Remember that leap-second incident that threw much of the internet last summer? Facebook does. Its servers suddenly hit 100 percent CPU utilization, and as a result, a breaker failed at a site Facebook’s leases in Virginia, bringing down a few rows of gear — something like 300 racks.
The event hardly threw off Facebook’s entire footprint. But it did get engineers thinking more about writing software that integrates third-party building management software with home-cooked tools for monitoring server performance, Tom Furlong, Facebook’s vice president of site operations, said in an interview during the Datacenter Dynamics Converged event in San Francisco on Friday.
The combined system can take into account outdoor information such as temperature and humidity, power consumption for an entire building, and also data on CPU, storage and memory.
Over the past few months Facebook has been rolling out the new data center infrastructure management (DCIM) program and a new cluster-planning system for visualizing all the data. The plan is to roll out the program more widely this year.
The tack Facebook is taking helps in a couple of ways. The software can reduce the amount of time engineers spend to figure out how to rearrange equipment to improve performance. How big of a difference can it make? “Thirty minutes instead of 12 hours worth of drawings and other things,” Furlong said.

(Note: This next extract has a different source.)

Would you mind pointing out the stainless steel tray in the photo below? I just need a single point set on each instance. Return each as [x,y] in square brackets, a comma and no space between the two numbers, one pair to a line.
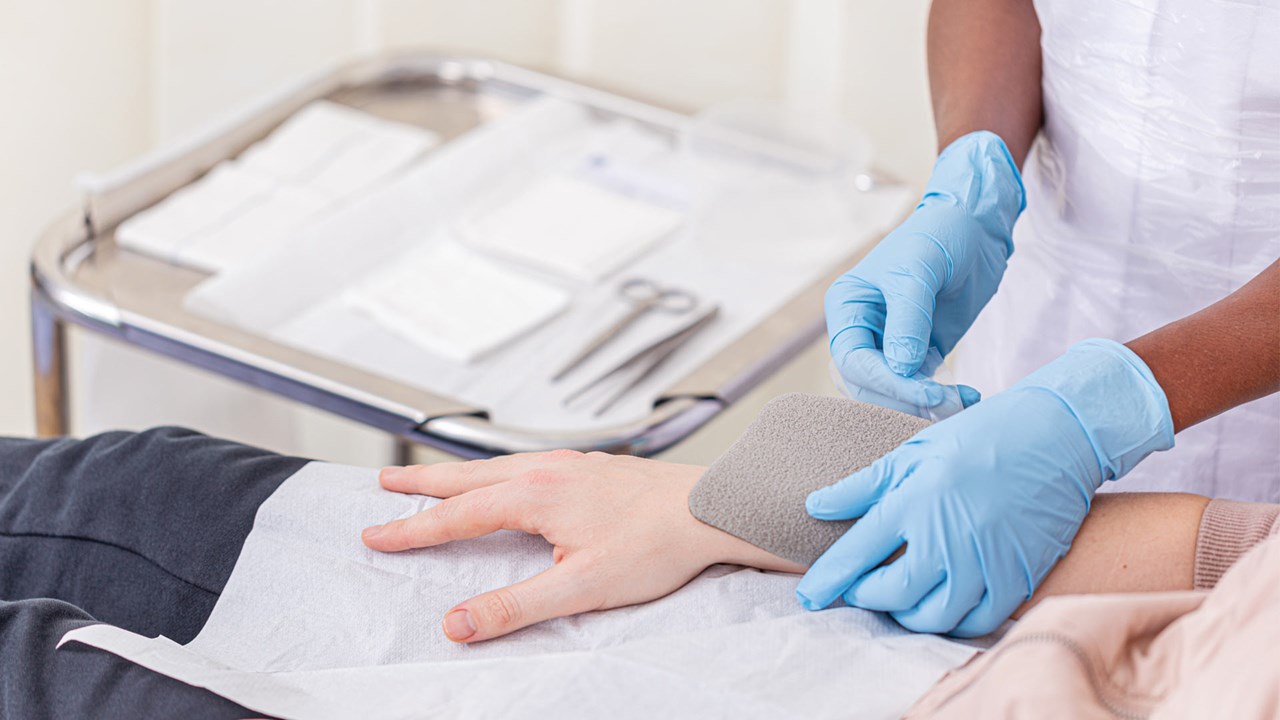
[81,276]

It also can contribute to the noble cause of getting Facebook to squeeze the most efficiency out of its existing data centers — and, by extension, precluding the need for yet another data center.
Furlong expected the company to talk more about the system at the next Open Compute Summit in January. He wasn’t sure if the company would make the tool available for public consumption in a similar way that it has disclosed hardware designs in the Open Compute Project. The hitch is that the combined program incorporates some existing internal Facebook monitoring tools, which the company might not want to expose.
But regardless of whether that happens, public discussion of the initiative — Furlong talked it up in general terms before data center aficionados during a session at the Friday conference — can give people an idea of the next logical step for improving efficiency with existing hardware and being smarter about how and when to bring in new equipment that best fits workloads.